Waring predicts that another future application of binding kinetics will be in developing drugs where shorter durations of action are desirable. For example, in the cancer field, short-acting compounds could give more flexibility in modulating the duration of the pharmacodynamic effects making it easier to manage the efficacy versus toxicity profile of compounds. “If you want a short-acting compound, you wouldn’t want a very slow off-rate, as you won’t be able to control the duration of effect as easily by dose scheduling. So, it might be that in certain cases, reasonably rapid dissociation is desirable. In future, perhaps we’ll be able to use binding kinetics to help us better design drugs with different kinetic properties depending on which mechanism is being targeted and what the likely side effects might be.”

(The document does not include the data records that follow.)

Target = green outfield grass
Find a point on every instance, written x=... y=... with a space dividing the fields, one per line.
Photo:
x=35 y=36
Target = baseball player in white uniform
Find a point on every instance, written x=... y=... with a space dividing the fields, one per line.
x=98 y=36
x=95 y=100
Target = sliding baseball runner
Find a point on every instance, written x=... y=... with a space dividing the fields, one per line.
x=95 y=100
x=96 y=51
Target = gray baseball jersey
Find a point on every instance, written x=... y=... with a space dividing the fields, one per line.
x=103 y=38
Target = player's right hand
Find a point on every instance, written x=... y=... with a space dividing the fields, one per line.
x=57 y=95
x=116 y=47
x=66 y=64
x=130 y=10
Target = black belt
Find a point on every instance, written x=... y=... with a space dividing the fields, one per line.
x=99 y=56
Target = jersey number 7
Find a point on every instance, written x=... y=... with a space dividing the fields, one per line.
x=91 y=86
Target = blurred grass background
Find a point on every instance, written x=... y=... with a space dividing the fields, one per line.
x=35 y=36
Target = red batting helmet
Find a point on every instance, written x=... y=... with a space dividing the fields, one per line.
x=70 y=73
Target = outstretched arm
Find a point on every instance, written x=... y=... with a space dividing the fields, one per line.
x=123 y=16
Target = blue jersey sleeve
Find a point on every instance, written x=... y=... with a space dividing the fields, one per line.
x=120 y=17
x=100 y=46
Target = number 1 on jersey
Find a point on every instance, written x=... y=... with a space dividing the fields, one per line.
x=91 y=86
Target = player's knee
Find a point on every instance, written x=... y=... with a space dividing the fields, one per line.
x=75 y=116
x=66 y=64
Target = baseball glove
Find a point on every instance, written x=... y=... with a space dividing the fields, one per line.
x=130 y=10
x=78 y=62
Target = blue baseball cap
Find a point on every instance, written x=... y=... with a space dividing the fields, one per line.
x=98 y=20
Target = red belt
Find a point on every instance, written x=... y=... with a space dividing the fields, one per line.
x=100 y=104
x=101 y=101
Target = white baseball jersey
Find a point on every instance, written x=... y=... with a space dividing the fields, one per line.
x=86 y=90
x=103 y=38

1. Swinney, D. (2004) Biochemical mechanisms of drug action: what does it take for success? Nat Rev Drug Discov. 3: 801–808
2. Swinney, D. (2006) Can binding kinetics translate to a clinically differentiated drug? From theory to practice. Letters Drug Design Discov. 3: 569–574
3. Swinney, D. (2008) Applications of binding kinetics to drug discovery. Pharm Med. 22: 23-34
4. Swinney, D. (2009) The role of binding kinetics in therapeutically useful drug action. Curr Opin Drug Discov Devel. 12: 31-9
5. Schuetz, DA, et al. (2017) Kinetics for Drug Discovery: an industry-driven effort to target drug residence time. Drug Discov Today 22: 896-911
6. Dahl, G and Akerud, T. (2013) Pharmacokinetics and the drug–target residence time concept. Drug Discov Today. 18: 697-707
7. Folmer, R. (2018) Drug target residence time: a misleading concept. Drug Discov Today. 23: 12-16
8. Sykes, DA et al. (2017) Extrapyramidal side effects of antipsychotics are linked to their association kinetics at dopamine D2 receptors. Nat. Commun. 8: 763. doi: 10.1038/s41467-017-00716-z.